I especially think that this is as insulting as anything else in the article:

A blurb from an Indian newspaper review of River of Gods admitted that it was pretty good for a foreigner, which brings up the question of whether or not any Indian science fiction writer has done anything nearly as good with the same cultural material


So, basically, he's not only giving instructions to privileged First World writers on how to get it right by immersing themselves in the cultures of other peoples, but questions whether or not these Third World people even have the ability to write about their own cultures in a way he considers on par with the way First Worlders do it.

He seems to believe that it is enough to research something very thoroughly and immerse yourself in another people's pop culture to create a wonderful work about "Other Third World culture" (his words, not mine). As though it is a simple matter of watching enough soap operas and soda commercials and Bollywood movies and there you go, you can create a completely credible, wonderful work about India that is better than any Indian could hope to write! Never mind that the foreign newspaper only said the book was "pretty good for a foreigner".

Never does he seem (in this article at least) to consider that this could be a tremendous problem or that the phrase "nearly as good" is not only subjective, but highly subject to being skewed by prejudice - by a privileged white person favoring another white person's views of a foreign culture than that culture's insider views.

I have the taste of rank, acrid fail in my mouth. It's very unpleasant, and it's neither original nor new. All of this looks, to my eyes, to be shades of Racefail all over again.

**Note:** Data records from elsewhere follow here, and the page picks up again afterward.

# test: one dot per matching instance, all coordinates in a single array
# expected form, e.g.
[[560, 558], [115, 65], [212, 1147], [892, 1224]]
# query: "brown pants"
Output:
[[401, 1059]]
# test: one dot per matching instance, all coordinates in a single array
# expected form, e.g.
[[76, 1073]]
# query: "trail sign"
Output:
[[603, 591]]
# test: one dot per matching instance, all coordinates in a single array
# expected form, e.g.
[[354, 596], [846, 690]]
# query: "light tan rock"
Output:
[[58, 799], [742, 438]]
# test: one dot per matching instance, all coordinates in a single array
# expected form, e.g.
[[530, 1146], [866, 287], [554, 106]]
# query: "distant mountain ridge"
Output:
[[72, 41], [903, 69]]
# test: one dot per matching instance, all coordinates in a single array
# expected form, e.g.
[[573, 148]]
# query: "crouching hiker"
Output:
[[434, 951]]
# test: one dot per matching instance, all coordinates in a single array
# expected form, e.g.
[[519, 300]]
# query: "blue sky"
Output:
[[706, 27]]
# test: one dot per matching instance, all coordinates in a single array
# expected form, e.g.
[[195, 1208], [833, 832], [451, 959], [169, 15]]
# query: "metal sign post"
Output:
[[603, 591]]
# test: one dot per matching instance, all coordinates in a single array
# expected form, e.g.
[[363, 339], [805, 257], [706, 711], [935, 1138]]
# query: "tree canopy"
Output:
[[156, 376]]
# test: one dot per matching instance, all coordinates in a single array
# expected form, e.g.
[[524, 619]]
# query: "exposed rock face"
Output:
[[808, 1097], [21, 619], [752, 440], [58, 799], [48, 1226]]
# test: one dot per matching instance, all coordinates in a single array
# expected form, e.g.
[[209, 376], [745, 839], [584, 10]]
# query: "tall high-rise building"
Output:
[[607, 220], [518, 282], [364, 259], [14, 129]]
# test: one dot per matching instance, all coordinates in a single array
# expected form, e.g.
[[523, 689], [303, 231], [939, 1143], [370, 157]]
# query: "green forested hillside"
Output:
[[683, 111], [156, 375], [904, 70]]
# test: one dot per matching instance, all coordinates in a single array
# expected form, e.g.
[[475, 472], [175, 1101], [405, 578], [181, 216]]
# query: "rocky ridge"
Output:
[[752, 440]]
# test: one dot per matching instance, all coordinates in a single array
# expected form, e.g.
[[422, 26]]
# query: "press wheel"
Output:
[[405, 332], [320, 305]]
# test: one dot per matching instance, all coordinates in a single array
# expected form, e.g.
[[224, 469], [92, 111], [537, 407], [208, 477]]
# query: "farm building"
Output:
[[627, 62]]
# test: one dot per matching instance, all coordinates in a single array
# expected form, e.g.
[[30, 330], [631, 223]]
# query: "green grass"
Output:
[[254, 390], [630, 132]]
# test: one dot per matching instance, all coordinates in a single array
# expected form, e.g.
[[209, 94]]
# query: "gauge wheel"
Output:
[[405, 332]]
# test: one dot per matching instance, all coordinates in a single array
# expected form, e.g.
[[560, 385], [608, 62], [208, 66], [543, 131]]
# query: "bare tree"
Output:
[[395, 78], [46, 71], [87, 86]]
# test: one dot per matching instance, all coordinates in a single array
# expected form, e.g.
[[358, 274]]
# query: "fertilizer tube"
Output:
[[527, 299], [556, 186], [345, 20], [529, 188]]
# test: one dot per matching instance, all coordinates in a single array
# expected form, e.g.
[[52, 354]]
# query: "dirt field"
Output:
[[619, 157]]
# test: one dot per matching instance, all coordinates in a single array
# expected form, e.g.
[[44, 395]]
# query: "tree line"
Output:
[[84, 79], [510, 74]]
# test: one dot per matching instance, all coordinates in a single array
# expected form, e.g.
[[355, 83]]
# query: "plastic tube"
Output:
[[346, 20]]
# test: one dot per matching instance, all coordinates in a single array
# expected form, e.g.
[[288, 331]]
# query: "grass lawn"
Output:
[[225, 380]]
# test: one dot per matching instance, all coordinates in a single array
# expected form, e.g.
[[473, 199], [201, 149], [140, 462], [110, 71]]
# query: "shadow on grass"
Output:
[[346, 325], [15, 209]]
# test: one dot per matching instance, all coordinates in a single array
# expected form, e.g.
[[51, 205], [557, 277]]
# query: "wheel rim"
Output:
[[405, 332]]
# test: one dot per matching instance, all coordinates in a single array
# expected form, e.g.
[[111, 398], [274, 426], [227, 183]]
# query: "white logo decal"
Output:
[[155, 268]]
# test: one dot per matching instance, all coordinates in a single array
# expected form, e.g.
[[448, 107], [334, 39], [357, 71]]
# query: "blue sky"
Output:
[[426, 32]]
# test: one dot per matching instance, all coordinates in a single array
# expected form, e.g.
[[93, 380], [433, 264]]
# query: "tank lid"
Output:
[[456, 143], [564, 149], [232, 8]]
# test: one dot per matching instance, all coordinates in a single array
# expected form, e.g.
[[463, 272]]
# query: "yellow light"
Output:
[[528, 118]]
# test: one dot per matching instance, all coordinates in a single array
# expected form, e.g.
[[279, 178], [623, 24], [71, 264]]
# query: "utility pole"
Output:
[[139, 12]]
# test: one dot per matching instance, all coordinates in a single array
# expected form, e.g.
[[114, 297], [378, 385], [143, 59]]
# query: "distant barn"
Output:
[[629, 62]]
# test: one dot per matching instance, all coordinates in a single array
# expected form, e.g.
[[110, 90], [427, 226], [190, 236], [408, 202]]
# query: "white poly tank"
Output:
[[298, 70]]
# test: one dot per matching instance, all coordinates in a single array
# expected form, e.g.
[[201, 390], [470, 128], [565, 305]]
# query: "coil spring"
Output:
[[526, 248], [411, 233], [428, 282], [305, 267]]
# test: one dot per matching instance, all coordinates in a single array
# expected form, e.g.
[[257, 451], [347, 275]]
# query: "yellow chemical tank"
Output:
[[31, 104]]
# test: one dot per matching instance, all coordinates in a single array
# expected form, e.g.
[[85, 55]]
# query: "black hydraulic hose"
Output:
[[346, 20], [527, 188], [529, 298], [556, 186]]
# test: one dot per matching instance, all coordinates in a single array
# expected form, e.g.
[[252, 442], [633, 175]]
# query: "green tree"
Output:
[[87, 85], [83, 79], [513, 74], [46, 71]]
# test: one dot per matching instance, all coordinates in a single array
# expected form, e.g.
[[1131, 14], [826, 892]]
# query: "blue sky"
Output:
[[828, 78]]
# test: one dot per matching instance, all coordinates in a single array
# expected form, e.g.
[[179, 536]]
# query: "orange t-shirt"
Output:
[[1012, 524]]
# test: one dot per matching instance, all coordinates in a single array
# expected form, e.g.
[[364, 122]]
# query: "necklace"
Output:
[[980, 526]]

The same tritely clueless things are coming up, the same things that were wrong when Elizabeth Bear said them in 2009 and are wrong a year and change later.

It is the same issue of people with privilege carrying on with their beliefs that, basically, things don't exist and are not valid unless they see them and validate them, that the world is centered around them and that what is significant, what is science-fictional, what is even real depends upon their authoritative declarations.

It's the issue of these misjudgments and ignorances having consequences for the people they are laid upon.

It's when a major author like Lois McMaster Bujold declares that fans of color didn't exist until, apparently, the internet age, without realizing that such statements and beliefs are part and parcel of the reason that fans, writers, and creators of color haven't been recognized in this field or have been aversively turned away from it.

It's the same issue that Deepa D. addresses in "I Didn't Dream of Dragons" (link goes to Dreamwidth), which I consider to be a seminal work on the subject of appropriation and race and should be required reading in so many instances.

When a white, American person starts talking about the lack of this or the lack of that where it concerns non-white folks and non-American areas, the problem these days seems to be (by and large) that they aren't looking, don't want to look, and prefer a landscape where their assumptions that only white English-speakers are writing, reading, and participating is true.

Writers of speculative fiction of all kinds are out there in all parts of the world. In Nigeria, in South Korea, in Turkey, in Brazil, in all the many, many places where people tell stories. Maybe they don't come in forms that readily present themselves to Americans as speculative fiction. They exist, and you'll find them if you ever bother to take off the privilege goggles and look.

ETA: Paragraph got cut off. Fixed that.